I think one or both of your algorithms may be incorrect in cases where there are multiple instances of the target value in the array. (e.g. `[1,3,3,3,5]`

.

There are three cases to consider:

`x`

does not occur in the array`x`

occurs in the array exactly once`x`

occurs in the array more than once

I recommend using a classical binary search algorithm for each of the two methods (the exact binary search algorithm without modification). What you do after that is what is different.

So first, run a classical binary search algorithm, inlined directly into your methods (so that you have access to the terminal values of `low`

and `high`

).

Second, after the binary search terminates, test if `array[mid] != x`

. If `array[mid] != x`

, then `x`

does not occur in the array and it is true that `low == high + 1`

(since `high`

and `low`

have crossed. Therefore, the count of numbers in the array which are not less than `x`

and the count of numbers in the array which are greater than `x`

are both equal to `array.length() - low`

.

Third, if it is instead true that `array[mid] == x`

, then `x`

does occur one or more times in the array.
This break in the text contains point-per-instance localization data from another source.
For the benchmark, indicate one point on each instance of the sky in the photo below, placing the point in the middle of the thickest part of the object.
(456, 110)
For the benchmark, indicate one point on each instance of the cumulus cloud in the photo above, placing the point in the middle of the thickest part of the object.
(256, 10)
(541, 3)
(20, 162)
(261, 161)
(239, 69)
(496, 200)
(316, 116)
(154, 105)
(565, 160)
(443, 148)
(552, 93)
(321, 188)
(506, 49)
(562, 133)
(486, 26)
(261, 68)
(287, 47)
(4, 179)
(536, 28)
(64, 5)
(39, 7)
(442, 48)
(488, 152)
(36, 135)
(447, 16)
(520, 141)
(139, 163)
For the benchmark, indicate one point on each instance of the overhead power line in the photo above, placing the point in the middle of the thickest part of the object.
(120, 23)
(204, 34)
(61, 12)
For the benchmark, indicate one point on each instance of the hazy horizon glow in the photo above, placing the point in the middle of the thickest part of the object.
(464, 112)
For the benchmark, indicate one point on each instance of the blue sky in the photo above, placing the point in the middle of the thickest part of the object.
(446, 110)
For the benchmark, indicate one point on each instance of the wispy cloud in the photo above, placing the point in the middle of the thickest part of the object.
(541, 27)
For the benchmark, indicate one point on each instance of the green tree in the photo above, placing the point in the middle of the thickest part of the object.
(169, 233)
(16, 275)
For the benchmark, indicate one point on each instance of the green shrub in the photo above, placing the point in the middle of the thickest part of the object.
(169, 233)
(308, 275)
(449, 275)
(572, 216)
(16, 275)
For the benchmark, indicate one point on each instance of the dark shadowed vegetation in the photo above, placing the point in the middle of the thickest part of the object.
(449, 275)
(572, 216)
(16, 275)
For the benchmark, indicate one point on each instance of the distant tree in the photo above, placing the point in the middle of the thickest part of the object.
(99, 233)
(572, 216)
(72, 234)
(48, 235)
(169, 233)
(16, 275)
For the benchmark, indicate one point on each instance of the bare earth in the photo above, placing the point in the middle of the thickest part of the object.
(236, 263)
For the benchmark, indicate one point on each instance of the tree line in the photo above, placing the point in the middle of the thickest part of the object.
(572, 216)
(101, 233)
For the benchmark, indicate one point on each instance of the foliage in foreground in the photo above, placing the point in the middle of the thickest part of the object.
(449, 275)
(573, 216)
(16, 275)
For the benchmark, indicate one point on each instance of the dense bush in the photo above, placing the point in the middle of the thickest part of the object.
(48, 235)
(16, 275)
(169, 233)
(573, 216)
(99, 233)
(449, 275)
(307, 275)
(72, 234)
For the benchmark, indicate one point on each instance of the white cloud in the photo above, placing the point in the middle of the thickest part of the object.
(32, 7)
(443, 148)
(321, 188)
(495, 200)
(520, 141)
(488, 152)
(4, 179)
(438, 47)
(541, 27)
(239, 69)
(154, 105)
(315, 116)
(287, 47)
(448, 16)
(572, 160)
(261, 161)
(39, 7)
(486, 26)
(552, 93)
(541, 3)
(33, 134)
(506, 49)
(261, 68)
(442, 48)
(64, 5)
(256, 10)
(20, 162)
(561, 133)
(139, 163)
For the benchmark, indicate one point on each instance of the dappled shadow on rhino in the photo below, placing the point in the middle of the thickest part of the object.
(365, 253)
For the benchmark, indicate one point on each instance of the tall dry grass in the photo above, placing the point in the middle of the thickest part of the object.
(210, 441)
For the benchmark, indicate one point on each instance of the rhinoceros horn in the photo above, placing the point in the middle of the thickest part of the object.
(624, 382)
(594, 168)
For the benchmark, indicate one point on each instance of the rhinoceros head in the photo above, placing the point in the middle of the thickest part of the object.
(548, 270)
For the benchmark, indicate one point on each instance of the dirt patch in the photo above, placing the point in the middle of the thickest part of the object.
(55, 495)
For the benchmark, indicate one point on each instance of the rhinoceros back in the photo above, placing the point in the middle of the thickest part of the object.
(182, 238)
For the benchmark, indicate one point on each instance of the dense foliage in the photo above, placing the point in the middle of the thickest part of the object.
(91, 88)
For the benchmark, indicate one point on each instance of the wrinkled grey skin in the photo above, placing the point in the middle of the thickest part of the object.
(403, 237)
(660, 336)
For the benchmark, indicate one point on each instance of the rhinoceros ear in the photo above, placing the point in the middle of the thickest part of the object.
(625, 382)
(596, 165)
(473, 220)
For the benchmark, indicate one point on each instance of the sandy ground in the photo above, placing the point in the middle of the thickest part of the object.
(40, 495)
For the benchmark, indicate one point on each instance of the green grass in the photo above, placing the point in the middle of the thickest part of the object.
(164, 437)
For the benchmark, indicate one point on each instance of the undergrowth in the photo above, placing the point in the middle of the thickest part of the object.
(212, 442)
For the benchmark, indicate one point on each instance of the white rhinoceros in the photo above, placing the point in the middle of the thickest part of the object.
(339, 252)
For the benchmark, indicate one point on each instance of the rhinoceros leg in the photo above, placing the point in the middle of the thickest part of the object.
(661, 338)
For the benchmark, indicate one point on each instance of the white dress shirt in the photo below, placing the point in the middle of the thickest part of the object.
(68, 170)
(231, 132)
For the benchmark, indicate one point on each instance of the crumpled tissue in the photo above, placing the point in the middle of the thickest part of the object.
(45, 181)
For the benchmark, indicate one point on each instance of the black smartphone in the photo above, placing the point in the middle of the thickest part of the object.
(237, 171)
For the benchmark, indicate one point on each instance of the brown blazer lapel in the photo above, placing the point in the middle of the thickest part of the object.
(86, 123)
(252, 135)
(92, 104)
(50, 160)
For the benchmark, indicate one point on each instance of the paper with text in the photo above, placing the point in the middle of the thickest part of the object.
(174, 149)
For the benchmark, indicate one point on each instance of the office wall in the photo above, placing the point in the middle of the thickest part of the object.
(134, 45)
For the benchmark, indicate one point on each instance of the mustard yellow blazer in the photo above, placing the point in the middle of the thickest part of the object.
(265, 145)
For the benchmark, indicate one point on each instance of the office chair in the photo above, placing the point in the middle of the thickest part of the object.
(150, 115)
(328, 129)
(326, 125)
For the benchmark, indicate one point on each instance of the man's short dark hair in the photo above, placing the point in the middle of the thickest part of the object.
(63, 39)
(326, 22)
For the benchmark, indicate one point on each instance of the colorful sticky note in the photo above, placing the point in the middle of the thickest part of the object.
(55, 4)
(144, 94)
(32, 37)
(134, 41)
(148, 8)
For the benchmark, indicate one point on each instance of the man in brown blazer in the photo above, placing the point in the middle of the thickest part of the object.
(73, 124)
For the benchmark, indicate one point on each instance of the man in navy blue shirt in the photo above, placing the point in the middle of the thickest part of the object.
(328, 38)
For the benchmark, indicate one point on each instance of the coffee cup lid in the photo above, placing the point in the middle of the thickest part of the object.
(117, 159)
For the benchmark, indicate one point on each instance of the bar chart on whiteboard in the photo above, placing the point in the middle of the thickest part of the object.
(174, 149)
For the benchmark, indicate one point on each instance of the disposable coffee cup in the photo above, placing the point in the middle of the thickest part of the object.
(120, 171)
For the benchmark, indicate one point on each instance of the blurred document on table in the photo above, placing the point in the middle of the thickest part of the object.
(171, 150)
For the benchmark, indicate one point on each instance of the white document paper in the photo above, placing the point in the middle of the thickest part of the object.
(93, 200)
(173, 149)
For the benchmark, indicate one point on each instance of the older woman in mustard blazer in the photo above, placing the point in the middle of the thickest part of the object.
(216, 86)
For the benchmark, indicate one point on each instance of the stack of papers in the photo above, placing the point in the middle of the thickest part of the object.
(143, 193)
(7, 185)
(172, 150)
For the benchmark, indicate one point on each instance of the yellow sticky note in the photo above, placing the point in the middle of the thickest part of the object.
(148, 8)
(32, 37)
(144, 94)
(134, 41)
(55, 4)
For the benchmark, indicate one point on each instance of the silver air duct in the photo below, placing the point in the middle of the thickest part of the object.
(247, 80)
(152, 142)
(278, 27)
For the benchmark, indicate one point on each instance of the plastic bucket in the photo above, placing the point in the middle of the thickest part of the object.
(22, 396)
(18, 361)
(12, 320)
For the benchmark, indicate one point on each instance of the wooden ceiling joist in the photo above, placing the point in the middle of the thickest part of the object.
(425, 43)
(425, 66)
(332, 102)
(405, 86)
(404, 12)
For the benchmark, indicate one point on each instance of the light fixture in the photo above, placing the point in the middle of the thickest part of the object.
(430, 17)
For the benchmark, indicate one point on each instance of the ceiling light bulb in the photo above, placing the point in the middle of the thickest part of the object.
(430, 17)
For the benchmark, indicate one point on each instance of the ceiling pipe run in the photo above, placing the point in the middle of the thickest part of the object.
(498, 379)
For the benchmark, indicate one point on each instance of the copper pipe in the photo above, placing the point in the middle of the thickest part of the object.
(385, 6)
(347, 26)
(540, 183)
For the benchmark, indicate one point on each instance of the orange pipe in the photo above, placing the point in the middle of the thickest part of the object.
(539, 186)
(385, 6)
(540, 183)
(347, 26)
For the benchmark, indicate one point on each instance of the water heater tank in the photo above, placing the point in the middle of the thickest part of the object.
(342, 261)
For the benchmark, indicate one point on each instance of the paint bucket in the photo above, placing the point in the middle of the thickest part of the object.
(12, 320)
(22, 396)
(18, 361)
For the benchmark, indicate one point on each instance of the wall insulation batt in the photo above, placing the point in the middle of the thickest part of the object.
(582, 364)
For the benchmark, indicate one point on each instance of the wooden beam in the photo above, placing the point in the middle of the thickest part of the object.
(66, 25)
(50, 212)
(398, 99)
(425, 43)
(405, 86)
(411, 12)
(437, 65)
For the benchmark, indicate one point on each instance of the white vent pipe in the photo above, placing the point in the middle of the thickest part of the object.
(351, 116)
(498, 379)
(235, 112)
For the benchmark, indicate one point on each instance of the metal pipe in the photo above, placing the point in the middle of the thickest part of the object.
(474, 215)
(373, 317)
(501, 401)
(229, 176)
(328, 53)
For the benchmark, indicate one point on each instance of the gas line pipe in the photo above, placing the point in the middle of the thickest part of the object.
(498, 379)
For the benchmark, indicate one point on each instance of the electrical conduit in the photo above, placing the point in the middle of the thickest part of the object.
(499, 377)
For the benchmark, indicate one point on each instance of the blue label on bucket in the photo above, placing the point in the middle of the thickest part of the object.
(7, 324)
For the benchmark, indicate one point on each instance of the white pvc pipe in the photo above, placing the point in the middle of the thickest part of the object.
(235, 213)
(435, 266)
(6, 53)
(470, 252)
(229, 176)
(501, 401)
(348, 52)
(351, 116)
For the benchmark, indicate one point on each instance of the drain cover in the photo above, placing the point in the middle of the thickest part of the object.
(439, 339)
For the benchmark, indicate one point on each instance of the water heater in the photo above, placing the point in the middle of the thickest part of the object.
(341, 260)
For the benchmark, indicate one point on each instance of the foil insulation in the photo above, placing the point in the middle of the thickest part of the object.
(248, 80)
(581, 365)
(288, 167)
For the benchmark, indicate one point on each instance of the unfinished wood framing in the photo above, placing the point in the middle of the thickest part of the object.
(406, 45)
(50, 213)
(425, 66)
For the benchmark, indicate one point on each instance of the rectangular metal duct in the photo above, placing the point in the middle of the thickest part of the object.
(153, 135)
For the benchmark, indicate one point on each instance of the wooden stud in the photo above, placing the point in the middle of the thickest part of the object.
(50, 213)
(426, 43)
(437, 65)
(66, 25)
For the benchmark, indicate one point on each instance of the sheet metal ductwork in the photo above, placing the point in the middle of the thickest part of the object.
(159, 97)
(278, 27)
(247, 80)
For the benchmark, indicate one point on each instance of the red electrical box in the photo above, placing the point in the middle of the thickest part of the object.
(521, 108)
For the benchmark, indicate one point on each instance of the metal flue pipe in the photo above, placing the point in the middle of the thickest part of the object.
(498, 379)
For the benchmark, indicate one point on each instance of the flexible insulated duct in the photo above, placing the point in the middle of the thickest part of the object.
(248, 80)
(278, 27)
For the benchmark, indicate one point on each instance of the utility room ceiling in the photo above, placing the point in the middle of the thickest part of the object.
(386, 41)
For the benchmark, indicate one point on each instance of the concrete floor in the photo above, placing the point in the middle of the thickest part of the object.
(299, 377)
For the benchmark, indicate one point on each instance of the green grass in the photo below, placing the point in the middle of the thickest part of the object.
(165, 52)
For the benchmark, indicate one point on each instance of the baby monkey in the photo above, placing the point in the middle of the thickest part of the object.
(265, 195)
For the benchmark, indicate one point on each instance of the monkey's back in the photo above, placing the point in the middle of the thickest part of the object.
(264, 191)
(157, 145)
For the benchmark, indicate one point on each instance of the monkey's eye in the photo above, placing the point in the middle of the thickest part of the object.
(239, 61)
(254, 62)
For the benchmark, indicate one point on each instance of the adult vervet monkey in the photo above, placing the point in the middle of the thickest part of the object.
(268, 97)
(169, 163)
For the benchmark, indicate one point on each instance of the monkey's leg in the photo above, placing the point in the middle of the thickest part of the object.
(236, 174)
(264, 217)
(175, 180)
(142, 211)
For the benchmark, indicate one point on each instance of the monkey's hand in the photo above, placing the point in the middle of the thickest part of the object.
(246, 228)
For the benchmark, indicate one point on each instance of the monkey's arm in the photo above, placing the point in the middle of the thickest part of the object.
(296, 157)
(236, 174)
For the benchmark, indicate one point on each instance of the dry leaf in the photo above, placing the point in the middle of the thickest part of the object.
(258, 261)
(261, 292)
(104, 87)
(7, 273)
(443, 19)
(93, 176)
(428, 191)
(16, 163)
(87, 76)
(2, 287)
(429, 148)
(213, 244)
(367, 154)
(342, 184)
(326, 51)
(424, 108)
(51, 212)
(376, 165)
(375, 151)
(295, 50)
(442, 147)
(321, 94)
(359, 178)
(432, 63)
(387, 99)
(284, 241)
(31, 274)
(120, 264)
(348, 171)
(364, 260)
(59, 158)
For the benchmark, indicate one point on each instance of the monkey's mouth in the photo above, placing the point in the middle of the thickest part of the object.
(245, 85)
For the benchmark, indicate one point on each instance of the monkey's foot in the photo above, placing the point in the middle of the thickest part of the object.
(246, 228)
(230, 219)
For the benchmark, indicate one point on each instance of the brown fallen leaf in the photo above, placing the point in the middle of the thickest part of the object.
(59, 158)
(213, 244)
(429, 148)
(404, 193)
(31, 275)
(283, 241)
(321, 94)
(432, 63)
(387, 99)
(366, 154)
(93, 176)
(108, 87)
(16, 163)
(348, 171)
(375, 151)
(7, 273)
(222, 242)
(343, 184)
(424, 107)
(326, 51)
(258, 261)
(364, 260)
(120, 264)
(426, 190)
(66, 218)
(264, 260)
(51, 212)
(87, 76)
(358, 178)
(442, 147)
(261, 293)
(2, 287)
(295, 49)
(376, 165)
Since the classical binary search algorithm terminates immediately when if finds `x`

, it is indeterminate "which" `x`

it terminated on.

In this case, in order to find the count of numbers not less than `x`

, you must find the "first" `x`

in the array using the following code snippet:

```
do {
mid = mid - 1;
} while (array[mid] == x);
```

`mid`

will then be the index of the element immediately *before* the "first" `x`

in the array, and so the count of numbers not less than `x`

will be `array.length() - mid + 1`

.

Similarly, in order to find the count of numbers greater than `x`

, you must first find the "last" `x`

in the array using the following code snippet:

```
do {
mid = mid + 1;
} while (array[mid] == x);
```

`mid`

will then be the index of the element immediately *after* the "last" `x`

in the array, and so the count of numbers greater than `x`

will be `array.length() - mid - 1`

.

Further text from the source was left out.